Soak, Ralph et Juanita n'auraient pas pu donner au jeune Hagopian un meilleur départ dans la vie
Il a travaillé dur et a réussi depuis, faisant carrière trente ans durant en investissant dans le capital-risque technologique. Hagopian a cofondé Brentwood Associates, un groupe de capital-risque et de capital-investissement qui, avec ses autres sociétés qui ont suivi, gère encore plusieurs milliards de dollars. Sous l'égide d'Hagopian, Brentwood investit très tôt dans la société Apple et plusieurs autres entreprises de haute technologie à succès.
Hagopian s'est aussi lancé dans le cinéma, créant Segue Productions Inc. en 1991, qui a développé et produit deux films. Il a été producteur exécutif de Restoration [Le Don du roi], mettant en scène Robert Downey Jr., Meg Ryan et Hugh Grant. Le film a remporté deux Oscars. Hagopian a été aussi l'un des producteurs de Ransom [La Rançon], avec Mel Gibson dans le rôle principal et qui a rapporté 350 millions de dollars à travers le monde - près de 600 millions de dollars au prix actuel des billets.
Au tout début de l'explosion du numérique, Hagopian a cofondé et dirigé le conseil d'administration d'une jeune pousse de l'internet, qui a lui rapporté beaucoup d'argent.
L'intérêt d'Hagopian pour ses origines arméniennes et ses succès en affaires l'ont tourné vers l'économie de l'Arménie. "L'Arménie est un État en lutte avec une croissance qui reste sporadique," s'inquiète-t-il. "Son PIB par habitant est très bas, 6200 dollars, soit huit fois moins que celui des États-Unis. Une grande partie du problème est que le pays fait des scores très bas en matière de liberté économique, ce qui signifie habituellement une réglementation excessive. Si l'Arménie n'avait pas une économie de marché véritablement libre, comment pourrait-elle se développer ?" déclare-t-il.

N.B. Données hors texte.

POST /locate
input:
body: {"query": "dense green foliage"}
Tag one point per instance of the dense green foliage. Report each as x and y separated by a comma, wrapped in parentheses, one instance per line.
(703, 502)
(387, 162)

"Trop de jeunes Arméniens votent avec leurs pieds et quittent le pays. La population actuelle n'est que de trois millions, comparés aux huit millions de la diaspora. Il faut inverser la situation, si l'on veut que le pays s'en sorte."
Hagopian pense que les Arméniens ont un talent inné
"Nous sommes des travailleurs ; nous avons en commun le goût du rude labeur et de l'entreprise; et puis nous avons confiance en nous, nous ne nous laissons pas abattre. Cela vient peut-être de notre histoire. Nous avons tous l'impression d'être seuls au monde et nous devons nous tirer d'affaire. On n'a pas envie de déléguer."

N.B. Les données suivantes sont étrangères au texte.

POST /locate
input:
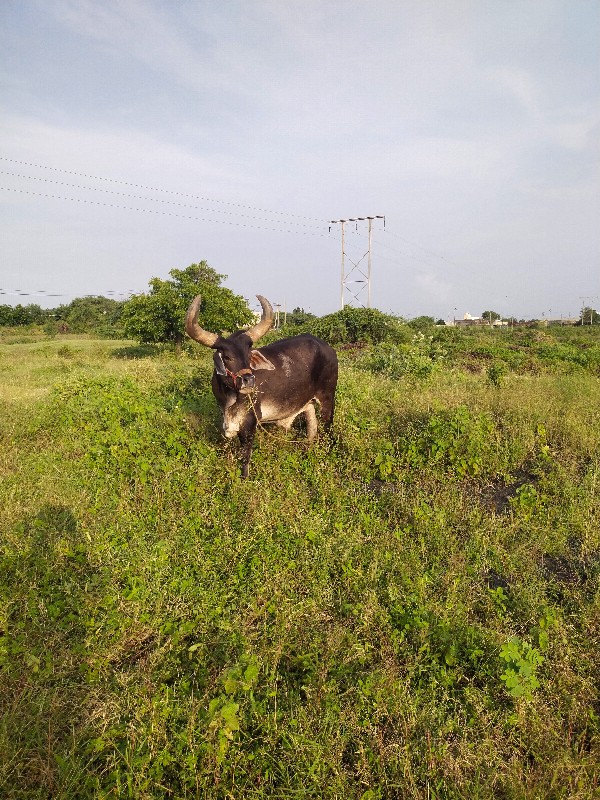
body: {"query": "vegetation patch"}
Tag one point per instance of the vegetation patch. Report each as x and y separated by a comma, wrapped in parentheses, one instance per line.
(408, 610)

Pense-t-il faire bénéficier le gouvernement arménien de ses compétences en affaires ? Après tout, il est maintenant presque à la retraite et dispose de temps. Il sourit. "Non. Ils ont besoin de vrais économistes. Il y a plein de grands économistes là-bas, j'en connais, je pourrais leur être utile. Mais je ne serais pas la bonne personne. Il faut savoir reconnaître ses limites !"
Cette histoire a été authentifiée par l'équipe de chercheurs de 100 LIVES.